Rahel eilte nach Hause, daß sie es ihrem Vater sagte. Laban kam heraus und brachte ihn in die Stadt. Da war wieder eine große Freude, daß die Verwandten einander sahen, und Laban sah den Sohn seiner Schwester Rebekka, die vor vielen Jahren von ihm geschieden war, und er hatte auch schon erwachsene Söhne und noch eine Tochter, welche älter war als Rahel, mit Namen Lea. Als Jakob schon eine Zeitlang bei seinen Gefreundten sich aufgehalten hatte und dem Laban diente, sprach Laban zu ihm: »Wenn du schon mein Fleisch und mein Blut bist, so ist es doch nicht recht, daß du mir umsonst dienest.« Jakob hatte eine Liebe zu Rahel gewonnen.
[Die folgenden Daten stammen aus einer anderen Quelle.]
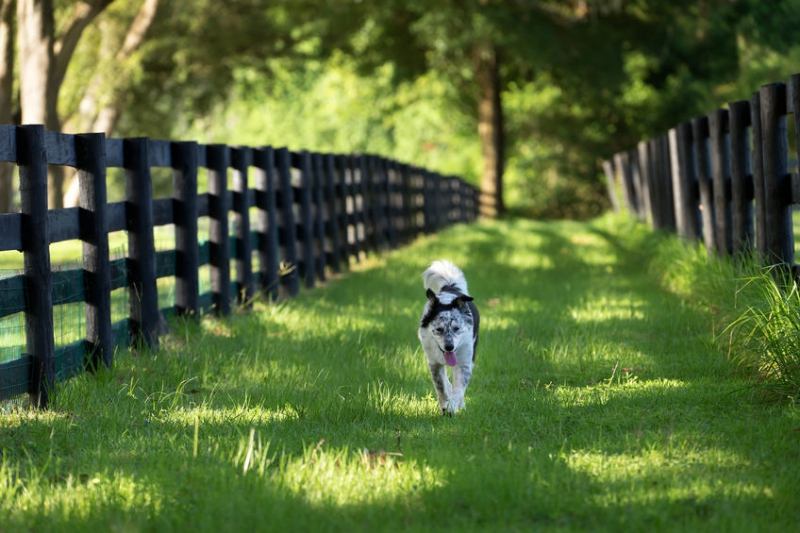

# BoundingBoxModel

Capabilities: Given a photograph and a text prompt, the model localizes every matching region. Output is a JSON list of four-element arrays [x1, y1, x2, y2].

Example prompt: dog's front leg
[[446, 361, 472, 413], [428, 363, 452, 415]]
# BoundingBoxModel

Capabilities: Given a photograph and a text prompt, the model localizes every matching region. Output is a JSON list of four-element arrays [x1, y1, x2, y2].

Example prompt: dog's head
[[420, 289, 473, 366]]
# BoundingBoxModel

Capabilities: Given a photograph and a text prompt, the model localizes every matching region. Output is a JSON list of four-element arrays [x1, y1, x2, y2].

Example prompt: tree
[[0, 0, 16, 213], [16, 0, 112, 208]]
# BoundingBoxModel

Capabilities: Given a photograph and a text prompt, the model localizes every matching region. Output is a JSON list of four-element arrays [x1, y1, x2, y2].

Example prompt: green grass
[[0, 217, 800, 532]]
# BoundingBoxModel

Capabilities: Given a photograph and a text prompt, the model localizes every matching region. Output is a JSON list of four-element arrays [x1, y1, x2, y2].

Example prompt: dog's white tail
[[422, 260, 469, 294]]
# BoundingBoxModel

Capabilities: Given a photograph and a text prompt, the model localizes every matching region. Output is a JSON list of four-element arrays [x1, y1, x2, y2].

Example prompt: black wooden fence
[[603, 74, 800, 270], [0, 125, 478, 406]]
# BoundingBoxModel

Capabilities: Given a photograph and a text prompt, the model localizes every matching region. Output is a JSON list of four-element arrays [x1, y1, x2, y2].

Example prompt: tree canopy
[[0, 0, 800, 217]]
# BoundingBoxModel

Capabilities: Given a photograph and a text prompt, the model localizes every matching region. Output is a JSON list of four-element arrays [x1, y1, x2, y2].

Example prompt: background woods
[[0, 0, 800, 217]]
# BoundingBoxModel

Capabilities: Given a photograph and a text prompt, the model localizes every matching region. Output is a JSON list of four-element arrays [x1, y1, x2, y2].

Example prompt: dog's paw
[[442, 397, 466, 416]]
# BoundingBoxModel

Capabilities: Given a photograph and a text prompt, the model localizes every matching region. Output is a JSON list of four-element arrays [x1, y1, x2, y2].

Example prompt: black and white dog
[[418, 261, 480, 415]]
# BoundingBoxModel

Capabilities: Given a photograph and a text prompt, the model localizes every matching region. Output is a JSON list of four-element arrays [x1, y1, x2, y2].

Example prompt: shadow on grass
[[0, 221, 800, 530]]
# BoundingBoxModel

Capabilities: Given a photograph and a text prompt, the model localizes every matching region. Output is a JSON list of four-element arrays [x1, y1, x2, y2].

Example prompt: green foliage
[[186, 54, 480, 187], [654, 230, 800, 403], [51, 0, 800, 218], [728, 269, 800, 402], [0, 217, 800, 532]]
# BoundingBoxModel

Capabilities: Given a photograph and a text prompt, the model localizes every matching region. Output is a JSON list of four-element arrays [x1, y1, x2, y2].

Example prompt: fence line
[[603, 74, 800, 272], [0, 125, 478, 407]]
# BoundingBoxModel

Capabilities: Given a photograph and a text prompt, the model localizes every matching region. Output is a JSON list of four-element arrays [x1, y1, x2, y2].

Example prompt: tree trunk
[[0, 0, 15, 213], [17, 0, 112, 209], [17, 0, 64, 209], [64, 0, 159, 207], [473, 46, 505, 218]]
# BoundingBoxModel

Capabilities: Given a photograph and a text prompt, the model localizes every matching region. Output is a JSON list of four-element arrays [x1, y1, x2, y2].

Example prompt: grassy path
[[0, 215, 800, 531]]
Er diente dem Laban sieben Jahre, dass er ihm alsdann die Rahel zum Weibe gebe.

 Aber Laban war bei dem allem ein ungewisser und willkürlicher Mann. Denn als die sieben Jahre herum waren und Jakob seine Verlobte freien wollte, sprach er zu ihm: »Es ist hierzuland nicht gebräuchlich, daß man die jüngere Tochter vor der ältern verheirate«, und gab ihm die Lea. Wollte er die Rahel haben, so mußte er dem Laban noch einmal sieben Jahre dienen. Es war dieses eine wohlverdiente Gerechtigkeit, daß er vom dem an, als er schon glaubte, ein Herr über seine Brüder zu sein, selber vierzehn Jahre lang dienen mußte in dem Hause eines Fremden, wiewohl es sein Schwiegervater war. Jakob blieb aber noch lange bei Laban und erwarb sich in dieser Zeit großen Reichtum, bis endlich der Friede zwischen ihm und feinem Schwiegervater nicht länger bestehen konnte.